Yesterday, The Times published an article of questionable virtue by its resident medical columnist, Dr Thomas Stuttaford, in which he implies that both Tony Blair and Gordon Brown have personality disorders.
“…[I]t is interesting that Tony Blair, charming and charismatic as he is, scores a full house of ticks for a histrionic personality disorder, and scores in the boxes of a few other personality disorders too” writes Stuttaford.
And he observes that Prime Minister Brown:
“…shows symptoms of the personality disorders grouped together in DSM4 as cluster A disorders.

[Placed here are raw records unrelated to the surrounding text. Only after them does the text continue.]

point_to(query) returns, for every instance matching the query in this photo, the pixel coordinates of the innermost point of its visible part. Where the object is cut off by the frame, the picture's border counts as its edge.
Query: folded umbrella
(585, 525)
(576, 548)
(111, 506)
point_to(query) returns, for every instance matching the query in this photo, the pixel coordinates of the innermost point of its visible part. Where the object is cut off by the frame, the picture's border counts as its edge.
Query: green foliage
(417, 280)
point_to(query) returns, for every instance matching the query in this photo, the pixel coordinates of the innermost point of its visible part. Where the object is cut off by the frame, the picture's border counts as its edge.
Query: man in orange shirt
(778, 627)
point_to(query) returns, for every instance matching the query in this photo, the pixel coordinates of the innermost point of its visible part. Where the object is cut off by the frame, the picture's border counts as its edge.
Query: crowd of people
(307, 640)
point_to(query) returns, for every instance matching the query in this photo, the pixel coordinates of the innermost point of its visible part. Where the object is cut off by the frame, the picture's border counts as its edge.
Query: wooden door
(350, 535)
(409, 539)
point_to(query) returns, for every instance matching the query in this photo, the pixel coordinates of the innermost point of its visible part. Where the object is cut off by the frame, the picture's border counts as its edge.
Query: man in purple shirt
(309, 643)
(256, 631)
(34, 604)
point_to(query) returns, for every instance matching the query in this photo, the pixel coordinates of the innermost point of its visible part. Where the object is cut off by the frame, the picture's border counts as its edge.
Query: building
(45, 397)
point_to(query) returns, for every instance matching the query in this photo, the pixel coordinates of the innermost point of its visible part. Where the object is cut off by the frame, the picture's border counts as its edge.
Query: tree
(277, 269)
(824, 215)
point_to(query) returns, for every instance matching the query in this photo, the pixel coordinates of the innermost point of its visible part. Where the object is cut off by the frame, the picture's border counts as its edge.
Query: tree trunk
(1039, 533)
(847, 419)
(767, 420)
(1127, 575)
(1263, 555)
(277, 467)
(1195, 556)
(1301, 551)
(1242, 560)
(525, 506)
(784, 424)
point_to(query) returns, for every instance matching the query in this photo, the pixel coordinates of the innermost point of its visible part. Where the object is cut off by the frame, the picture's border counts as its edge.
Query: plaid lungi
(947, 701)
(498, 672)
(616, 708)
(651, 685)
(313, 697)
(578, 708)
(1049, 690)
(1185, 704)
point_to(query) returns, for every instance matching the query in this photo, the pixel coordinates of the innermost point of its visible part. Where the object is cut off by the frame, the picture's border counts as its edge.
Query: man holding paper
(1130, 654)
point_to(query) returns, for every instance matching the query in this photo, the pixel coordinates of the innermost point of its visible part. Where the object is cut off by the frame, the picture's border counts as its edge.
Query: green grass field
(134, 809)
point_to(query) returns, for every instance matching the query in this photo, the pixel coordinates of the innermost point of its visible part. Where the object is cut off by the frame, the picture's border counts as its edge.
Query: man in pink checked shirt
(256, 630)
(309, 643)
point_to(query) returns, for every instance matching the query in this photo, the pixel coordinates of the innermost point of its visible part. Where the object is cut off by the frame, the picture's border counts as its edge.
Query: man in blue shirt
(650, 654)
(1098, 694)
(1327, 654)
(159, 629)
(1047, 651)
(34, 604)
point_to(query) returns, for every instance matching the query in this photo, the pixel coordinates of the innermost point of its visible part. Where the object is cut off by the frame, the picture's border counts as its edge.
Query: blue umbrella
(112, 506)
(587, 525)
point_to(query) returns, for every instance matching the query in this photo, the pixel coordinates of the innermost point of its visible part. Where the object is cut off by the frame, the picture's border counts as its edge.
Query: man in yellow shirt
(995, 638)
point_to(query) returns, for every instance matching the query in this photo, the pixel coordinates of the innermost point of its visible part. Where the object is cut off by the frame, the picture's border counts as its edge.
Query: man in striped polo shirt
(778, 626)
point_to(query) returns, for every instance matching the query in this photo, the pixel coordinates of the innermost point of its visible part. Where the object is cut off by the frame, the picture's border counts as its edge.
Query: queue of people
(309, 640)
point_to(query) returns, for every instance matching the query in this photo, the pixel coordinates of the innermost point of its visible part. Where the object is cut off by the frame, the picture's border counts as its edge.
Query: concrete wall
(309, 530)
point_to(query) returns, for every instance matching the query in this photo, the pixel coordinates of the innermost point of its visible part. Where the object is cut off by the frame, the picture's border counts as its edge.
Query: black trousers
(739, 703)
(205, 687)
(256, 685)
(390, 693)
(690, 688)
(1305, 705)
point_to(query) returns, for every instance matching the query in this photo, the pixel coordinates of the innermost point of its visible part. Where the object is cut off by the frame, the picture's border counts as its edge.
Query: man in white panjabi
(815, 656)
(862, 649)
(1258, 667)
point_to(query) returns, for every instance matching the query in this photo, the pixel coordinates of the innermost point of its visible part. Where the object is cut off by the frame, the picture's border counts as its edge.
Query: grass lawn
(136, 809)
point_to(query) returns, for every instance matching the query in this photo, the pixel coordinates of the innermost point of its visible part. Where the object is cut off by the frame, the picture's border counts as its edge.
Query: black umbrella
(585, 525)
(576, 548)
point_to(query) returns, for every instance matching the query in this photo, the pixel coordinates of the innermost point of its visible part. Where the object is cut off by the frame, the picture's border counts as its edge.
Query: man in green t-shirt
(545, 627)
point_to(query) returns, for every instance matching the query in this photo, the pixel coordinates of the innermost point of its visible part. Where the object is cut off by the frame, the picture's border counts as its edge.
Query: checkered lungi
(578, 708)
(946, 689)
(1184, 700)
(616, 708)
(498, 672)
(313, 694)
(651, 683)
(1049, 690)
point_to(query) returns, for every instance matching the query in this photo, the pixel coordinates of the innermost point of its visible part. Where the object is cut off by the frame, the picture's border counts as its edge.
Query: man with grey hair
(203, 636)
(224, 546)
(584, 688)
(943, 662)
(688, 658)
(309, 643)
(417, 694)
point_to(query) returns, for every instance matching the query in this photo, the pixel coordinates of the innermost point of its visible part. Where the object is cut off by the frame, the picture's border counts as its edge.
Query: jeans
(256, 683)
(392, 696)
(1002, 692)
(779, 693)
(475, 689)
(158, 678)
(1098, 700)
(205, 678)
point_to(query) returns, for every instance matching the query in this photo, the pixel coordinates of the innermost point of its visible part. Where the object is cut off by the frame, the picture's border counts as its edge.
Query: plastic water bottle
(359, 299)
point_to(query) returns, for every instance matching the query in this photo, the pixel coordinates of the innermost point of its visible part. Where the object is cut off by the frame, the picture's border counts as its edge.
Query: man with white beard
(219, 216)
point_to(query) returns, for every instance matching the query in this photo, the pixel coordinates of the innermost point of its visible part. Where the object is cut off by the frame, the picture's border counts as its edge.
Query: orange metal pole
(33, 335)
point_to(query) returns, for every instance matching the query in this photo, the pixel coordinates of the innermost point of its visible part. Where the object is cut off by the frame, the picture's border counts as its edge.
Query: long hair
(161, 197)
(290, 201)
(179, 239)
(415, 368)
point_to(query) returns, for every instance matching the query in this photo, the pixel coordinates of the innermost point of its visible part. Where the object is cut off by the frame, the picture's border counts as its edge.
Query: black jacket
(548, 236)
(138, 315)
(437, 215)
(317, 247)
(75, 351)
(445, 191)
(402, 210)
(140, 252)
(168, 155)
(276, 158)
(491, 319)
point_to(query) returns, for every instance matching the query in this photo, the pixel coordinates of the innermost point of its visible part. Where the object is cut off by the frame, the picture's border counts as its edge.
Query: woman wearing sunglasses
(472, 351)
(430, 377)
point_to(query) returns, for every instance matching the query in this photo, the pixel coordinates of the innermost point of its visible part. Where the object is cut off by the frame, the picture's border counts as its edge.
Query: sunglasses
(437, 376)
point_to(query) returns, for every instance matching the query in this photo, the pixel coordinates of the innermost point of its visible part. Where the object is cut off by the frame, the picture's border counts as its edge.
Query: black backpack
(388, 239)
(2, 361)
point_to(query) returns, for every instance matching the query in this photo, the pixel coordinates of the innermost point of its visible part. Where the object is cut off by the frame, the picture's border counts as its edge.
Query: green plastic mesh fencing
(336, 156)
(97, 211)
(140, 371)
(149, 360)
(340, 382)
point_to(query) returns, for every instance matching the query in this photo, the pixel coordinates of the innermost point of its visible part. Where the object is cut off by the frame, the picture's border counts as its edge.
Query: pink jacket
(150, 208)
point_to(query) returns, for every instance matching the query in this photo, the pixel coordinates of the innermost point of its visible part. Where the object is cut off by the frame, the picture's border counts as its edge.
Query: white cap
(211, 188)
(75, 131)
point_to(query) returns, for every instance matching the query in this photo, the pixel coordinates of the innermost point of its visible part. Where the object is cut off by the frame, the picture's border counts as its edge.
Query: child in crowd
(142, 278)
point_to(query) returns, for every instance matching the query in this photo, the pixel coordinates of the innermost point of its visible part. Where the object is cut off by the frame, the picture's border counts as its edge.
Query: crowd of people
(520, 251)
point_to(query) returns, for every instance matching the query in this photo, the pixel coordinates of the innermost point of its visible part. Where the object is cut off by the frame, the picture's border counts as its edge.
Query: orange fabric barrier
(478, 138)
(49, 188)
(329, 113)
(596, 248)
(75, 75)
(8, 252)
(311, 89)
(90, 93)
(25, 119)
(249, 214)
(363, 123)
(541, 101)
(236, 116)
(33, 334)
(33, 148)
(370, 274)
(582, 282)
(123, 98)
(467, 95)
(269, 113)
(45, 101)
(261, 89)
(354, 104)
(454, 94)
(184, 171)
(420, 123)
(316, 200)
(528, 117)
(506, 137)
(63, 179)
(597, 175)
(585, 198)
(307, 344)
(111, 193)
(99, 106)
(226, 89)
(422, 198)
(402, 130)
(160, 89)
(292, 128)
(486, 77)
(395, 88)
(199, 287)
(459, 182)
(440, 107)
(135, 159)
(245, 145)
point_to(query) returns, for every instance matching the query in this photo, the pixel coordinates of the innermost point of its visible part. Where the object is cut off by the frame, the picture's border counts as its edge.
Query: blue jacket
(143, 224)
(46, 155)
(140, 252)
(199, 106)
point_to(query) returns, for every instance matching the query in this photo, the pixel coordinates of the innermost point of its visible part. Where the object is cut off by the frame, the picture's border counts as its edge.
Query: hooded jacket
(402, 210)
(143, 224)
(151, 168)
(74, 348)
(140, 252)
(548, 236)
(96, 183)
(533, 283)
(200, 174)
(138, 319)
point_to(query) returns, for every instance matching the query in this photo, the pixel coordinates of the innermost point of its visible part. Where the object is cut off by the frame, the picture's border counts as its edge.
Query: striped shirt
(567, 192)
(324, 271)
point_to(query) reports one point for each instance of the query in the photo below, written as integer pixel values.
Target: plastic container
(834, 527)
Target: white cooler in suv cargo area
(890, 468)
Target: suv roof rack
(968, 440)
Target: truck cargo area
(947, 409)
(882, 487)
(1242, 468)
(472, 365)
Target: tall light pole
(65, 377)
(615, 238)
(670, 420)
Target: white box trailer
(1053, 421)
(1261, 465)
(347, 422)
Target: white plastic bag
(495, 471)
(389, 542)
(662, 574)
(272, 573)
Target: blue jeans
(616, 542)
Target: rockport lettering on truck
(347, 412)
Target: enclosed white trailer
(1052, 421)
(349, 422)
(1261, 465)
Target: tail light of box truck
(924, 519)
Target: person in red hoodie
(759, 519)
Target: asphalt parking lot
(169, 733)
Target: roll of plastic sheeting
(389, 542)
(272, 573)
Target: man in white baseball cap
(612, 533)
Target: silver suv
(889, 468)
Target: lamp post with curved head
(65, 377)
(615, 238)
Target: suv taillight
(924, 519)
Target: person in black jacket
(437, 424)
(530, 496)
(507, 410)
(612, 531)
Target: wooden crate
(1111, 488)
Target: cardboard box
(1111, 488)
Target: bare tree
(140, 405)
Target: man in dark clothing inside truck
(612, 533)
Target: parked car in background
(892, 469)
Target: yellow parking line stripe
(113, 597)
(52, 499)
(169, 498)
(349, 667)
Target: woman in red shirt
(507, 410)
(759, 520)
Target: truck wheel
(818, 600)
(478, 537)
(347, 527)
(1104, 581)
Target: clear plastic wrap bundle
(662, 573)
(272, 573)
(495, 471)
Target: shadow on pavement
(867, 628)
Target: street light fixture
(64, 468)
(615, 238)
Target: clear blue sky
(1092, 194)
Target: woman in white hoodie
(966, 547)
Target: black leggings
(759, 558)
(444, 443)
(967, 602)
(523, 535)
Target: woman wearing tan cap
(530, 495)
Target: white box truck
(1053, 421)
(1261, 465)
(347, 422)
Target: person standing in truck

He is likely to be demanding, self- absorbed, have difficulties in relationships with others, suffer discomfort in social situations with unfamiliar people, have vaguely unsettling inappropriate gestures or facial expressions and may be so focused that he finds it difficult to concentrate on subjects other than that which has caught his immediate attention.”
Stuttaford’s main thesis is that it takes someone a bit odd to reach the very top. Whilst there may be a kernel of truth to that claim, I’m not convinced that anyone wins from this kind of arm chair diagnosis: It surely detracts from the suffering of those people who really do have a personality disorder, and feeds the cynicism of those who think psychiatrists are desperate to slap a diagnosis on everyone and his dog.
PS. The views expressed in this post are my personal views. I’m not speaking for the Society.